Beschrijving
Dit boek bevat twee werken die deel uitmaken van de Khuddaka-Nikaya, ‘De verzameling van korte teksten’ van de Boeddha. De Khuddaka-Nikaya is in de traditionele telling – na de Digha-, de Majjhima-, de Samyutta- en de Anguttara-Nikaya – de laatste van de vijf verzamelingen (nikaya’s) van de Sutta-Pitaka: de ‘mand’ (pitaka) van leerredes (sutta’s) die aan de historische Boeddha en zijn belangrijkste leerlingen worden toegeschreven.
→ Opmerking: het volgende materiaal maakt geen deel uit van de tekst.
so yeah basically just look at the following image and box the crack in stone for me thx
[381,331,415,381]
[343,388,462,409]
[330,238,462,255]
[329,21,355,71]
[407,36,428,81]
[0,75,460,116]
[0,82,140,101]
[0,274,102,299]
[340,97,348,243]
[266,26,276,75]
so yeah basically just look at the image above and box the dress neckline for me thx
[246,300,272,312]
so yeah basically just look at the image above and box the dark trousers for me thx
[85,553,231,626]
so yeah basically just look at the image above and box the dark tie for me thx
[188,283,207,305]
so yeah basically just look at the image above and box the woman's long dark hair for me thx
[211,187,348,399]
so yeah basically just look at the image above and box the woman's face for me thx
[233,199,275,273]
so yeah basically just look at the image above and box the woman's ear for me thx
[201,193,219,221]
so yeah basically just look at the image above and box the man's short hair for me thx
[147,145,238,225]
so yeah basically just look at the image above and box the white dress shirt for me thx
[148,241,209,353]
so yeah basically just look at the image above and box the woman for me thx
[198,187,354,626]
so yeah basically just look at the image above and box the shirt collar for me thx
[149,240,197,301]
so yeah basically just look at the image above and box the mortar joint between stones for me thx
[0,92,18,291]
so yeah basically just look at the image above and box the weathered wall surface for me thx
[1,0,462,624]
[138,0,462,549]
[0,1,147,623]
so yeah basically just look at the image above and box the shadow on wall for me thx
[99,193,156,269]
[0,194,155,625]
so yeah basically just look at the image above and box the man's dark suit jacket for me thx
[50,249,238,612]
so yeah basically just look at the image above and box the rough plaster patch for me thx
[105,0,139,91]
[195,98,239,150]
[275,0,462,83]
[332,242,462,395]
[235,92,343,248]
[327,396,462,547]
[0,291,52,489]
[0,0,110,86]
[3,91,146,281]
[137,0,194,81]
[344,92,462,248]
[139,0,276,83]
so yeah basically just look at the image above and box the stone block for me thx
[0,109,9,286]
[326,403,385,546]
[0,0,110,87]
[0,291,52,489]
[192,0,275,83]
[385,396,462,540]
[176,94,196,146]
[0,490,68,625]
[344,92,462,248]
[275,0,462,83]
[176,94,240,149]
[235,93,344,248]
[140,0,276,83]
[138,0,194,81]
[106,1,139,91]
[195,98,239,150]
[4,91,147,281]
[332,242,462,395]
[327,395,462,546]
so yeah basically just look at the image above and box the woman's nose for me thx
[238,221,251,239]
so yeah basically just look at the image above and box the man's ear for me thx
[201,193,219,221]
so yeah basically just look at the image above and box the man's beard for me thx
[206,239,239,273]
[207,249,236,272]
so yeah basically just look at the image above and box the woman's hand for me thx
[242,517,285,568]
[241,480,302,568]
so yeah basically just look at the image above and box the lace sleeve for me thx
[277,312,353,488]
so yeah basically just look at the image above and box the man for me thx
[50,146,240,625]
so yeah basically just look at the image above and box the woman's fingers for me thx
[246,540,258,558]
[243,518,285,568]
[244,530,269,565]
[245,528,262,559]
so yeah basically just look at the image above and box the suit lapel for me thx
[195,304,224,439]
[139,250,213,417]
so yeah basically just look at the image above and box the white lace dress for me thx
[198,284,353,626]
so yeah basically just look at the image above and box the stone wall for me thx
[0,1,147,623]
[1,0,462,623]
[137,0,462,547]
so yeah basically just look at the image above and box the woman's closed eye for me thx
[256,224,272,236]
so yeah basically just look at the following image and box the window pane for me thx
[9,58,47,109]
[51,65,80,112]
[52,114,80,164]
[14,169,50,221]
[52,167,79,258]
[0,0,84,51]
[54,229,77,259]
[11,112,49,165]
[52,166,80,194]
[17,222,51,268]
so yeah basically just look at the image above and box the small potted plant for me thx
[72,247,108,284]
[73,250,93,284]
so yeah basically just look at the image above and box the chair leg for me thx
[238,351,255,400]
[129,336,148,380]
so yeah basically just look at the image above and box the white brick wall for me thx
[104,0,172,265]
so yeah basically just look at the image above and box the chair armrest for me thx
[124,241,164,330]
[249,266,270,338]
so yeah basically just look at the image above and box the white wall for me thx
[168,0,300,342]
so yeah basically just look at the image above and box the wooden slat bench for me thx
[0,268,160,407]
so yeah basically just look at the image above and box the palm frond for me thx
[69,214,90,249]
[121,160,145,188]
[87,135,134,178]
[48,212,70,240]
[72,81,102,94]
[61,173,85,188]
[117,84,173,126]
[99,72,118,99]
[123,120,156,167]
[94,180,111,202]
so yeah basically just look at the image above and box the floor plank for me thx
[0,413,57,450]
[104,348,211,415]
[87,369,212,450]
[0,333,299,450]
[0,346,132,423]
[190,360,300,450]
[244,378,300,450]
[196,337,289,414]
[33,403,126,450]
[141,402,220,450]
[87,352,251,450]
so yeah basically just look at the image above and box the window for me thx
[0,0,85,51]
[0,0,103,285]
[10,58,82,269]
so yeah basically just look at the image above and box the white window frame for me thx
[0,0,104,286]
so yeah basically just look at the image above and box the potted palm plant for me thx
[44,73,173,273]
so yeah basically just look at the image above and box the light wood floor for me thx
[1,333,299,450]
Deze verzameling maakt deel uit van de Pali-Canon en vormt samen met de Vinaya-Pitaka (de ‘mand’ van de orderegels) en de Abhidhamma-Pitaka (de ‘mand’ met scholastieke teksten) het corpus van gewijde geschriften van de Theravada. Deze Pali-Canon of Tipitaka (‘drie manden’) bevat de oudste bewaard gebleven geschriften van de boeddhistische traditie.
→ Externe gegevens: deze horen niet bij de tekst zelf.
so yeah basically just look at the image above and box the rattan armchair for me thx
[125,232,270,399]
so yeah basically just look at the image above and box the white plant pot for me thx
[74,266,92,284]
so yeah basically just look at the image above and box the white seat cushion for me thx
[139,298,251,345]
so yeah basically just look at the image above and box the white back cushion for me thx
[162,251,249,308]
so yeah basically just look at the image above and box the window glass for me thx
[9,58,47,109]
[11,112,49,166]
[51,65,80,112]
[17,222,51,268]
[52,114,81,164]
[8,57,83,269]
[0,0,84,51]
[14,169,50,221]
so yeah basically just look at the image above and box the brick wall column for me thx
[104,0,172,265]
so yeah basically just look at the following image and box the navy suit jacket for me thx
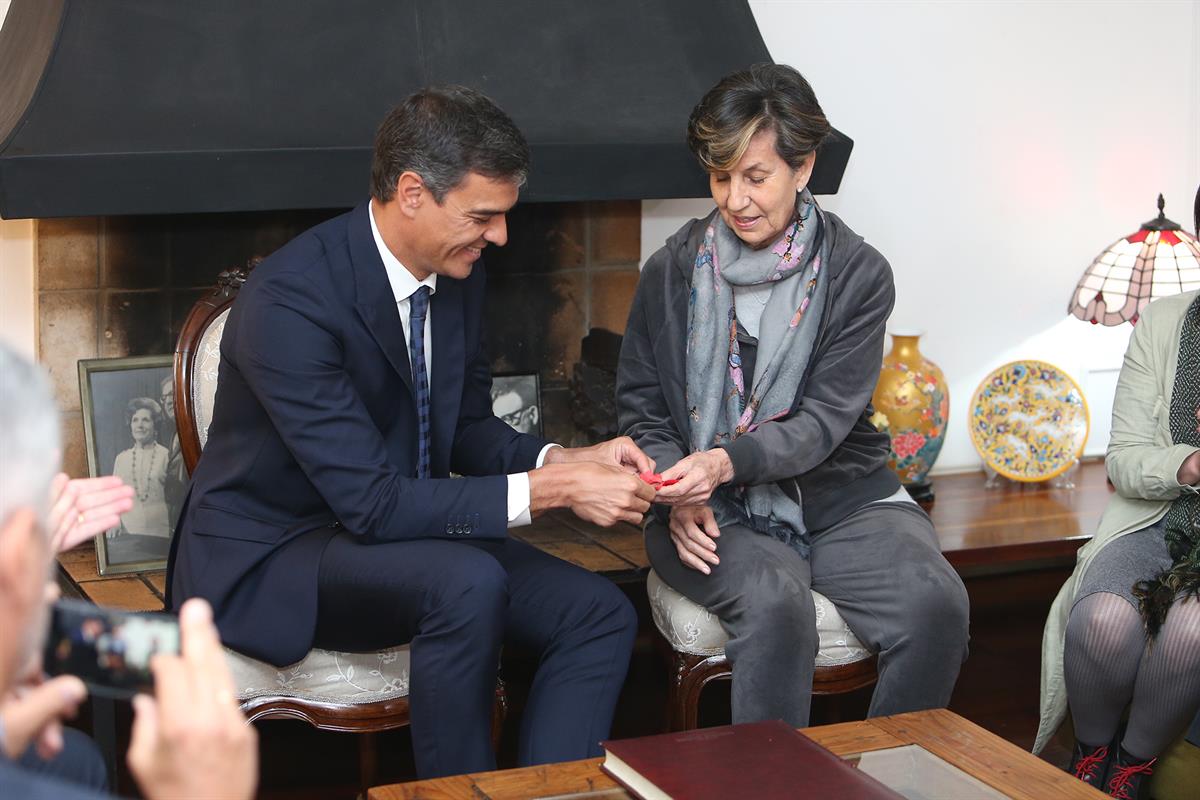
[166,203,548,666]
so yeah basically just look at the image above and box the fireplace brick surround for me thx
[34,200,642,480]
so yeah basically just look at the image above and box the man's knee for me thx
[572,574,639,642]
[431,549,508,620]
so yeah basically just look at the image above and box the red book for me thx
[600,720,903,800]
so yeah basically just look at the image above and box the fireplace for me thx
[35,201,642,479]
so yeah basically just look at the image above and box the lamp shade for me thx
[1068,195,1200,325]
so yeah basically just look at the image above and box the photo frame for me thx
[491,372,543,437]
[79,355,186,575]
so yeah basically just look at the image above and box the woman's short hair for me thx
[125,397,163,431]
[370,85,530,204]
[687,63,831,173]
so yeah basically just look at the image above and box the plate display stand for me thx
[983,458,1080,490]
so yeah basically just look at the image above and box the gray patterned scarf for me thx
[685,190,829,558]
[1133,293,1200,636]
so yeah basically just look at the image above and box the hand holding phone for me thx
[127,599,258,800]
[43,598,181,700]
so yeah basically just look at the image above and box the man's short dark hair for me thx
[370,85,530,204]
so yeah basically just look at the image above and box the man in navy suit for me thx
[166,86,657,778]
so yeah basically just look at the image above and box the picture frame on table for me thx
[491,372,543,437]
[78,355,186,576]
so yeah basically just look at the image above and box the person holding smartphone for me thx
[0,342,257,800]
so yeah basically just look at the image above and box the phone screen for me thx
[43,598,181,699]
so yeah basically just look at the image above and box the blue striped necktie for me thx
[408,286,432,479]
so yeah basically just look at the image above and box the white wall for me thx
[643,0,1200,473]
[0,219,36,358]
[0,1,37,358]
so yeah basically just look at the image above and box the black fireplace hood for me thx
[0,0,853,218]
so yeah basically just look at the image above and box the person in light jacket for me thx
[1036,284,1200,799]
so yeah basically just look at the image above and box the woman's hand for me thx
[654,449,734,507]
[46,473,135,553]
[668,505,722,575]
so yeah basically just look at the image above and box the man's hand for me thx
[127,599,257,800]
[654,449,734,507]
[47,473,135,553]
[530,462,656,527]
[668,505,721,575]
[543,436,654,475]
[0,674,88,761]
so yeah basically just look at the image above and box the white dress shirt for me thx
[368,201,554,527]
De Khuddaka-Nikaya is een heterogene collectie van 15 werken: Khuddaka-Patha, Dhammapada, Udana, Itivuttaka, Sutta-Nipata, Vimanavatthu, Petavatthu, Theragatha, Therigatha, Jataka, Niddesa, Patisambhidamagga, Apadana, Buddhavasa en Cariyapitaka. Een aantal daarvan behoren tot de meest bekende boeddhistische teksten.
Dit boek bevat de integrale vertaling van de Thera- en Therigatha (‘Verzen van monniken en nonnen’). Deze verzameling behoort tot de oudste gedeelten van de Pali-Canon. In deze poëtische literatuur beschrijven 264 mannen en 102 vrouwen hun leven in de boeddhistische gemeenschap, hun ervaringen met de praktijk, hun problemen en de wijze waarop zij bevrijding of verlichting hebben ervaren. De verzen behoren tot de meest persoonlijke documenten van de gehele canon en blijken voor een belangrijk deel niets aan actualiteit verloren te hebben, speciaal waar het de beschrijvingen van de vrouwen betreft.